La socialisation de la production est l’antithèse du capitalisme d’État. Elle est l’étape de transition du socialisme au communisme quand la dictature du prolétariat disparaîtra comme inutile et quand les classes se dissoudront dans la société communiste sans État devenue unie et harmonieuse.

Notre mot d’ordre comme celui du parti communiste n’est pas le capitalisme d’Etat. Il est : « Vers la socialisation de la production — vers le socialisme ! »

N. Boukharine

  1. Séance du CEC du 29 avril 1918. Cf. LENINE, Œuvres, t. 27, op. cit., p. 306-307
  2. Vestnik metallista, n° 2, janvier 1918. — Le Messager du métallurgiste, organe du Comité central du syndicat pan-russe des ouvriers de la métallurgie. (Note du rédacteur)

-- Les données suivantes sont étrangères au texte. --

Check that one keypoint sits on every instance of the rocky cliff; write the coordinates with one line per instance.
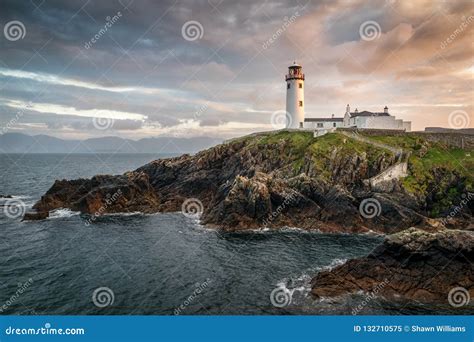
(410, 265)
(289, 179)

  3. Ya. Boyarkov est le pseudonyme de Abraham Z. GOLTSMAN (1894-1933) : dirigeant des ouvriers métallurgistes et partisan du projet Mechtcherski d’un modèle de développement capitaliste d’État. Président du syndicat des métallurgistes à la suite de l'envoi de Chliapnikov en mission en Norvège, il sera un des rares dirigeants syndicalistes à soutenir Trotski lors du débat sur les syndicats en 1920. Un temps oppositionnel puisqu’il signe la« Déclaration des 46 » en 1923, il est par la suite responsable de l’aviation civile à partir de* 1932. Il trouve la mort dans un accident d’avion.
  4. Georg Edmund FISCHER (1864-1925) : sculpteur sur bois, journaliste et social- démocrate allemand, il est l’un des membres fondateurs du SPD à Francfort sur le Main en 1890. De 1892 à 1893 il est rédacteur du journal Volksstimme et de 1893 à 1898 rédacteur à la Sachsischen Arbeiterzeitung de Dresde. Collaborateur régulier des Sozialistischen Monatshefte de 1914 à 1922, il aura été délégué à tous les congrès du SPD entre 1895 et 1916.

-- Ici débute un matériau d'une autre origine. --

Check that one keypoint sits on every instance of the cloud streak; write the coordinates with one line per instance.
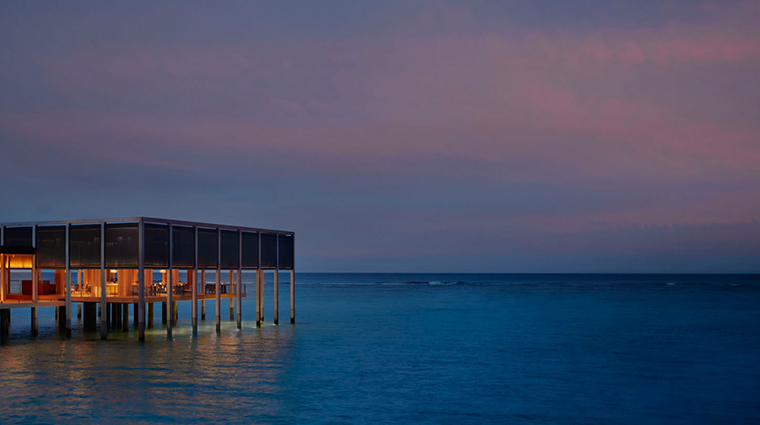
(576, 141)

  5. C’est dans le village suisse de Zimmerwald que se réunissent du 5 au 8 septembre 1915 38 militants internationalistes européens pour marquer leur opposition à la guerre et leur refus de l’Union Sacrée. Face à une droite qui se satisfait de la réaffirmation de principes pacifistes, la gauche de Zimmerwald appelle à la formation d’une nouvelle internationale et à la rupture avec une social-démocratie dont la faillite est patente.
  6. La Vie nouvelle, organe central des sociaux-démocrates internationalistes publié à Petrograd par Maxime Gorki. Opposé à la prise du pouvoir par les bolcheviks et à leur politique autoritaire, le journal est supprimé en juillet 1918.

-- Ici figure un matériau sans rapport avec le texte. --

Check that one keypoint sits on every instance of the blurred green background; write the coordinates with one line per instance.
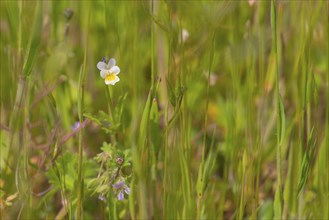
(196, 111)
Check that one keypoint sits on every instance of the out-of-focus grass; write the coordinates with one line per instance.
(200, 115)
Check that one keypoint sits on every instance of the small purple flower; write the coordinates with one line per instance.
(121, 196)
(118, 185)
(75, 126)
(101, 197)
(127, 190)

  7. Vladimir Alexandrovitch BAZAROV (1874-1939) : économiste et philosophe russe, il organise avec Bogdanov dont il restera proche un cercle des travailleurs dans sa ville natale de Toula. Entre 1907 et 1909 il traduit Le Capital en russe et rejoint les menchéviks vers 1911. Internationaliste pendant la Première Guerre mondiale, principal contributeur de la revue Novaïa Jizn, très critique de la politique de Lénine, il travaillera néanmoins par la suite au Gosplan lors de la NEP et à l’institut Marx-Engels avec Riazanov. Arrêté à l’été 1930, il est mis en cause lors du « procès des menchéviks » de 1931 et condamné à 18 mois d’exil.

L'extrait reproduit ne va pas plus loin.